As it's important for the system tests to be quick and simple, the workaround like xpack.ingestManager.fleet.pollingRequestTimeout: 60000 doesn't seem to be the right choice. We appreciate any optimization on the path here to make the test execution shorter.

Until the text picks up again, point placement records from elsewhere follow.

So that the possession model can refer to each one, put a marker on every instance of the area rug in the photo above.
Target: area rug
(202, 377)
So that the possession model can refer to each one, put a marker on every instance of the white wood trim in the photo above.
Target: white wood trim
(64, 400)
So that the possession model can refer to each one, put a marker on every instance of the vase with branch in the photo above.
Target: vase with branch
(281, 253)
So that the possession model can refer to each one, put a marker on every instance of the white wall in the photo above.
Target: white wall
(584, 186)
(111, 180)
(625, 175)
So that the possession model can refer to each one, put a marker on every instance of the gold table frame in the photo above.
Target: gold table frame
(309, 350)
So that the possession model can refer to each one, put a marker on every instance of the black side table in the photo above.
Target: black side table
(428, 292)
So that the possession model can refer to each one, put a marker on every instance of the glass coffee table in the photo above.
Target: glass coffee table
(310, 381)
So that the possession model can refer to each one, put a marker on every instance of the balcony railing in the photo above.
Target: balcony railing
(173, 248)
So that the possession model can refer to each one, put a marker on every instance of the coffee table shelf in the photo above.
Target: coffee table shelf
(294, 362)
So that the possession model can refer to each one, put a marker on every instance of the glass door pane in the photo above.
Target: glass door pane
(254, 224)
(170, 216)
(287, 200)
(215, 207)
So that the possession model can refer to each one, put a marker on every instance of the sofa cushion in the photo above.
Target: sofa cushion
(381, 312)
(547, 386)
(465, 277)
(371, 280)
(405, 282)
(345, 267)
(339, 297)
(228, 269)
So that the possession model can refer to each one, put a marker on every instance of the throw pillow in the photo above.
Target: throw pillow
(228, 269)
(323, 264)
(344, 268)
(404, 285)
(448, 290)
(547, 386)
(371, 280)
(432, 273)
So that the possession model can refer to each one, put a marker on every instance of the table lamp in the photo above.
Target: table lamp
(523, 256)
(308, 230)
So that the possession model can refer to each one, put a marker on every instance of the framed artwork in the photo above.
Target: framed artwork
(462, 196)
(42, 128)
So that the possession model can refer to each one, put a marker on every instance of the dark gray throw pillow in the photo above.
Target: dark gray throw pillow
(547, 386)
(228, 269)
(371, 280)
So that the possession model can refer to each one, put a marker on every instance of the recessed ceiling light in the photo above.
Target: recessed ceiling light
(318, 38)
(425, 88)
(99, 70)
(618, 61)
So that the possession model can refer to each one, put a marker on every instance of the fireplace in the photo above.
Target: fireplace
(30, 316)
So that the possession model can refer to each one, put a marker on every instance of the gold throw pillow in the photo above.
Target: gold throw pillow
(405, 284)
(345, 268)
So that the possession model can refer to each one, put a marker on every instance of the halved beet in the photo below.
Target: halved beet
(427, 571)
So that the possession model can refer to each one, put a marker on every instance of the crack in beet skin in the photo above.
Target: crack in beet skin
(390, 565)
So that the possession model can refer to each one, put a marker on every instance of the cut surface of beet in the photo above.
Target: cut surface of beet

@mtojek mtojek added the Team:Fleet Team label for Observability Data Collection Fleet team label Sep 16, 2020
@elasticmachine
Copy link
Contributor

Pinging @elastic/ingest-management (Team:Ingest Management)

@EricDavisX
Copy link
Contributor

are we sure the policy isn't applied? a lack of data may be related to a lack of activity on the host possibly? I don't think we're not seeing this in manual usage or other e2e tests. @mdelapenya has helped set up the Agent / Fleet e2e and he could help discuss our usage if desired.

@nchaulet
Copy link
Member

I do not thing the fleet checkin timeout is the issue here, the timeout is used in the checkin if there is no config change. If there is a config change the checkin will be immediate. If there is a config change the request will be the timeout duration.

@mtojek
Copy link
Contributor Author

mtojek commented Sep 16, 2020

are we sure the policy isn't applied? a lack of data may be related to a lack of activity on the host possibly?

In our setup everything is in place - in this case sample access logs. Once the filebeat picks the config and starts processing files it is matter of seconds.

@ph
Copy link
Contributor

ph commented Sep 16, 2020

as noted from @nchaulet the change should be immediate, I would be assuming the action_store has indeed the latest config.

@michalpristas and @nchaulet can you pair on that issue.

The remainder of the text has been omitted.